We shall call a random process \(\xi=\{\xi(\cdot)\}\) entropically stable with respect to the random process \(\eta=\{\eta(\cdot)\}\), if either \(\bar H_\eta(\xi)=0\), or every sequence of random variables \(\xi_0^{t_1}, \xi_0^{t_2},\ldots,\ \lim t_n=\infty\), is entropically stable with respect to the sequence of random variables \(\eta_0^{t_1}, \eta_0^{t_2},\ldots\).
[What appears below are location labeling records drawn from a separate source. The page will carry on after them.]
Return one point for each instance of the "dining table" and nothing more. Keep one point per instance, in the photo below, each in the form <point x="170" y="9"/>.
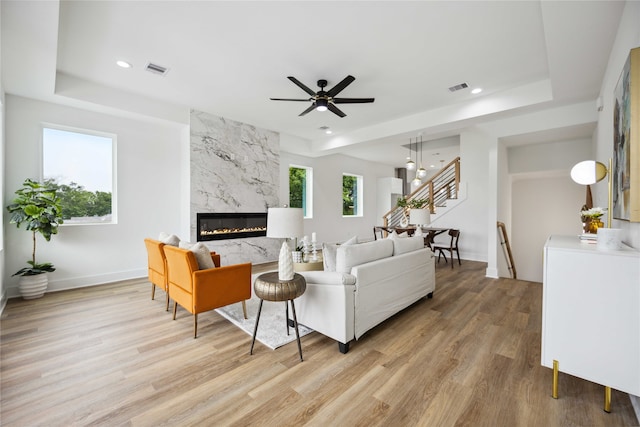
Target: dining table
<point x="429" y="233"/>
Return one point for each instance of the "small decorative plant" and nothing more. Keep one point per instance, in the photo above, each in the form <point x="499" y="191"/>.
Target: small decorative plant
<point x="414" y="203"/>
<point x="38" y="207"/>
<point x="593" y="213"/>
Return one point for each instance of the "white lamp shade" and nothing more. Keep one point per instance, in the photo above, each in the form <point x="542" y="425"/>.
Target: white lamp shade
<point x="588" y="172"/>
<point x="284" y="222"/>
<point x="420" y="216"/>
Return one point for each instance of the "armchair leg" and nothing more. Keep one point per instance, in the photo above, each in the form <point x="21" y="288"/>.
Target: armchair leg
<point x="195" y="326"/>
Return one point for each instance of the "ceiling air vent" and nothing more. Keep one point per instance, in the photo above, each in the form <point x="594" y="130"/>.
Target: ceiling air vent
<point x="156" y="69"/>
<point x="458" y="87"/>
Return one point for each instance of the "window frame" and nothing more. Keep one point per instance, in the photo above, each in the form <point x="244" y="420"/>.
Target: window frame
<point x="359" y="198"/>
<point x="307" y="197"/>
<point x="90" y="132"/>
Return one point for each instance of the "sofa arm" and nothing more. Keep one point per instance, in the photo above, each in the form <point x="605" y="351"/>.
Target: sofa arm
<point x="328" y="278"/>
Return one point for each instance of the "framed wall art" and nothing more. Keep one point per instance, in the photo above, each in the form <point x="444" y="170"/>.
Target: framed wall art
<point x="626" y="141"/>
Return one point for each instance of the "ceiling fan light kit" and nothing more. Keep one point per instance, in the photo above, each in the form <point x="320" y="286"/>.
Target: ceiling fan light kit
<point x="326" y="100"/>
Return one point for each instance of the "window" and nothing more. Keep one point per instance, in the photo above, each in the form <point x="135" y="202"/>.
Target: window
<point x="80" y="163"/>
<point x="351" y="195"/>
<point x="300" y="185"/>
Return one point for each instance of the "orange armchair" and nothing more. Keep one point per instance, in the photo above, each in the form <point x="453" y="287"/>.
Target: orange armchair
<point x="198" y="291"/>
<point x="157" y="267"/>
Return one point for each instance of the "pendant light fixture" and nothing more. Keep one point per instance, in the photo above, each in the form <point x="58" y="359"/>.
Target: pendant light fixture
<point x="410" y="163"/>
<point x="416" y="181"/>
<point x="422" y="172"/>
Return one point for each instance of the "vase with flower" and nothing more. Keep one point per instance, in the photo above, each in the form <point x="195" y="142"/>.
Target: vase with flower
<point x="591" y="219"/>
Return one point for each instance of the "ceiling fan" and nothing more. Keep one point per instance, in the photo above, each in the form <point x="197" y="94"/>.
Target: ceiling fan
<point x="326" y="100"/>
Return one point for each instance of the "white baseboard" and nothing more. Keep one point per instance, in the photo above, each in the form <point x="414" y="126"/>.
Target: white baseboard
<point x="83" y="282"/>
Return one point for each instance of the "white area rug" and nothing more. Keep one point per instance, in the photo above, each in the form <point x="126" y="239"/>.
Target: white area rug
<point x="272" y="329"/>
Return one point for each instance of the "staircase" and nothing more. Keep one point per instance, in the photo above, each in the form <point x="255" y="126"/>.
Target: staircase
<point x="443" y="189"/>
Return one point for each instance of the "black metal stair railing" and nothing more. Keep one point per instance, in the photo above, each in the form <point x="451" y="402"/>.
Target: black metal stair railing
<point x="442" y="186"/>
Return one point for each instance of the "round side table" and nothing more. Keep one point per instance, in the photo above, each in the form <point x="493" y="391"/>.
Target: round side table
<point x="269" y="287"/>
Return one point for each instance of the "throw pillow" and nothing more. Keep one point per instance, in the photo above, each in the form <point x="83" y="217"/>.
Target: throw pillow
<point x="202" y="253"/>
<point x="329" y="253"/>
<point x="410" y="244"/>
<point x="169" y="239"/>
<point x="352" y="255"/>
<point x="394" y="235"/>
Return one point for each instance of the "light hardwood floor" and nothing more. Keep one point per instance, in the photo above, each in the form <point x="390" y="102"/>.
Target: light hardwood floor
<point x="110" y="356"/>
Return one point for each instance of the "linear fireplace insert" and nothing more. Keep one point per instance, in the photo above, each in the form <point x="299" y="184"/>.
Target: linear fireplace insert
<point x="221" y="226"/>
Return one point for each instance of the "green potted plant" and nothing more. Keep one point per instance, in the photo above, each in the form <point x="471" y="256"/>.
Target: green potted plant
<point x="38" y="207"/>
<point x="408" y="205"/>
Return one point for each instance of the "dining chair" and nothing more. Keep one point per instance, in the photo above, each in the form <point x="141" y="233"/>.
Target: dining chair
<point x="453" y="247"/>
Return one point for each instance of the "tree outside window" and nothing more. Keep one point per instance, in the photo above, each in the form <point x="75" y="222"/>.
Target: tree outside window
<point x="80" y="165"/>
<point x="351" y="195"/>
<point x="300" y="185"/>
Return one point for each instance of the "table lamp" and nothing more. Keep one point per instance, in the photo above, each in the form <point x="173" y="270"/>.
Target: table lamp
<point x="285" y="223"/>
<point x="589" y="172"/>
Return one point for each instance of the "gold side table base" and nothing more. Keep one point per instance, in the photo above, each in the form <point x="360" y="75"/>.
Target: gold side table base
<point x="554" y="390"/>
<point x="269" y="287"/>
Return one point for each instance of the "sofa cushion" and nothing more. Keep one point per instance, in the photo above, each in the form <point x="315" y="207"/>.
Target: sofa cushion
<point x="328" y="278"/>
<point x="348" y="256"/>
<point x="202" y="253"/>
<point x="409" y="244"/>
<point x="169" y="239"/>
<point x="329" y="253"/>
<point x="394" y="235"/>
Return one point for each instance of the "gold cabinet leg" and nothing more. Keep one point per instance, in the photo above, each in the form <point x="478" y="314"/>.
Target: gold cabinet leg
<point x="554" y="392"/>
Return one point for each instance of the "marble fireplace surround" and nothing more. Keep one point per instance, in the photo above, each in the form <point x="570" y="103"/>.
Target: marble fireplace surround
<point x="230" y="225"/>
<point x="235" y="168"/>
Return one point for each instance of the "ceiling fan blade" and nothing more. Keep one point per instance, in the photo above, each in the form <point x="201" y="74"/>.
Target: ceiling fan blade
<point x="340" y="86"/>
<point x="301" y="85"/>
<point x="352" y="100"/>
<point x="289" y="99"/>
<point x="335" y="110"/>
<point x="313" y="106"/>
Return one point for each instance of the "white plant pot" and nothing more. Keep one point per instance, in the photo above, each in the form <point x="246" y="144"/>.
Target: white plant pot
<point x="32" y="287"/>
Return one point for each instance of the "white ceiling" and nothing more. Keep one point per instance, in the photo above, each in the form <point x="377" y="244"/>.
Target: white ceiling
<point x="229" y="58"/>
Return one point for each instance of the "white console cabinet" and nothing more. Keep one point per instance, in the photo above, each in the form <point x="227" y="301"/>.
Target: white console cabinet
<point x="591" y="313"/>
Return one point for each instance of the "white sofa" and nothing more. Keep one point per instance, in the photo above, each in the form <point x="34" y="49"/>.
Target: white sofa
<point x="372" y="281"/>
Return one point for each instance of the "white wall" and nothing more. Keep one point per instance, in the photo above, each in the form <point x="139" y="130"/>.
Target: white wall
<point x="327" y="221"/>
<point x="628" y="38"/>
<point x="534" y="221"/>
<point x="544" y="199"/>
<point x="149" y="184"/>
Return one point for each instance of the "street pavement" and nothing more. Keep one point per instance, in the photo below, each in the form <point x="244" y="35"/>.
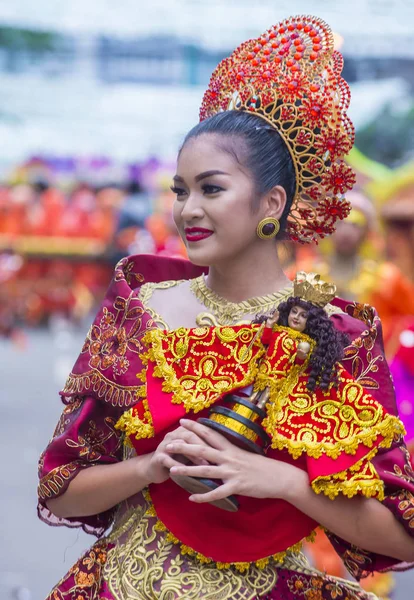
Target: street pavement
<point x="33" y="556"/>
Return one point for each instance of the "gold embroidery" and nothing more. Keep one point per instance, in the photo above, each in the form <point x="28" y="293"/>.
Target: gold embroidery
<point x="230" y="313"/>
<point x="344" y="420"/>
<point x="86" y="575"/>
<point x="145" y="294"/>
<point x="117" y="395"/>
<point x="131" y="424"/>
<point x="51" y="484"/>
<point x="203" y="380"/>
<point x="361" y="477"/>
<point x="145" y="564"/>
<point x="361" y="368"/>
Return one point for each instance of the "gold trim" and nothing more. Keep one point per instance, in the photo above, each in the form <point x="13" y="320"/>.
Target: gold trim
<point x="145" y="294"/>
<point x="242" y="567"/>
<point x="230" y="313"/>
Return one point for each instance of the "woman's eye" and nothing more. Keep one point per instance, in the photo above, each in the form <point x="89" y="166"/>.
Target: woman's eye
<point x="211" y="189"/>
<point x="178" y="191"/>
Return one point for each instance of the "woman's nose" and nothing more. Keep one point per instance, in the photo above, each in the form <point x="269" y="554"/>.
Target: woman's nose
<point x="192" y="208"/>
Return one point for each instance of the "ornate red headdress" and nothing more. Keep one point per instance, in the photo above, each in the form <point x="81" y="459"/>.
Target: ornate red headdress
<point x="291" y="77"/>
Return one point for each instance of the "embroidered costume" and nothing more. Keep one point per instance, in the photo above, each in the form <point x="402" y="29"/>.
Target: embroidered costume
<point x="135" y="377"/>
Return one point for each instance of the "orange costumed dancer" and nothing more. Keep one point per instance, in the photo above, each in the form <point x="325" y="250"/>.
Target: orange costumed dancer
<point x="174" y="338"/>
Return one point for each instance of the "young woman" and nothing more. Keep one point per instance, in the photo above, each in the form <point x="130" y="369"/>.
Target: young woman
<point x="265" y="162"/>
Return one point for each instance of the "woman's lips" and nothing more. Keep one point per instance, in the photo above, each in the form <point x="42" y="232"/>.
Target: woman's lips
<point x="195" y="234"/>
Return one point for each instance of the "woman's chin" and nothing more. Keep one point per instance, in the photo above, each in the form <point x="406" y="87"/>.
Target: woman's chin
<point x="200" y="257"/>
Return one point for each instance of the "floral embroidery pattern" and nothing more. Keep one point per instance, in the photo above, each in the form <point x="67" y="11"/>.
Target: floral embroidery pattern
<point x="92" y="445"/>
<point x="86" y="575"/>
<point x="361" y="371"/>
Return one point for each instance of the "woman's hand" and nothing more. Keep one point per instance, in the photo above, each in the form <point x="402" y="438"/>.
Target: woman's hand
<point x="242" y="472"/>
<point x="157" y="464"/>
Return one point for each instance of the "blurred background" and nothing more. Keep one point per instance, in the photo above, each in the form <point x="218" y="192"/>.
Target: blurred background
<point x="95" y="99"/>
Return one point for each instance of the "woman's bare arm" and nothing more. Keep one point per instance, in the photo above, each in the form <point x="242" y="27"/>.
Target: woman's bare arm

Theorem 4. Under the conditions of items 1) and 2) of Theorems 1 and 2, the random process \(\xi=\{\xi(\cdot)\}\) is entropically stable with respect to the random process \(\eta=\{\eta(\cdot)\}\). Moreover, if \(\mathcal{E}_{\xi\eta}<\infty\), then, when the condition of item 1) of Theorems 1 and 2 is fulfilled,
\[ \lim_{t\to\infty}\frac{1}{t}\mathbf{D}h_{\eta_0^t}(\xi_0^t) = \frac{1}{2\pi}\sum_{j=1}^{n}\int \left( \frac{f_{\xi_j\xi_j}^{(\lambda)}}{f_{\eta_j\eta_j}^{(\lambda)}}-1 \right)^2\,d\lambda, \tag{11} \]
where the limits of integration are determined exactly as in formula (4), and as \(t\to\infty\) the information density \(h_{\eta_0^t}(\xi_0^t)\) is asymptotically normal with the usual normalization.
Remark. The results of Theorems 1, 2, and 3 can be generalized without particular difficulty to a much broader class of random processes, in particular to processes of the form \(\xi(t)=\xi'(t)+b(t)\), where \(\xi'=\{\xi'(t)\}\) is a Gaussian stationary random process, and \(b(t)\) is a nonrandom function.
Received
7 III 1960
References
- A. Rényi, Trans. First Prague Conference of Information Theory, Statistical Decision Function, Random Processes, Prague, 1958, p. 183.
- A. Perez, Theory Probab. and Its Appl., 4, no. 1, 105 (1959).
- M. Rosenblatt-Roth, DAN, 112, no. 1, 16 (1957).
- S. Kullback, R. A. Leibler, Ann. Math. Stat., 22, 79 (1951).
- Ya. Gaek, Czechoslovak Math. Journal, 8 (83), 610 (1958).
- D. Slepian, Trans. I.R.E., Sect. Inf. Theory, 4, no. 2, 65 (1958).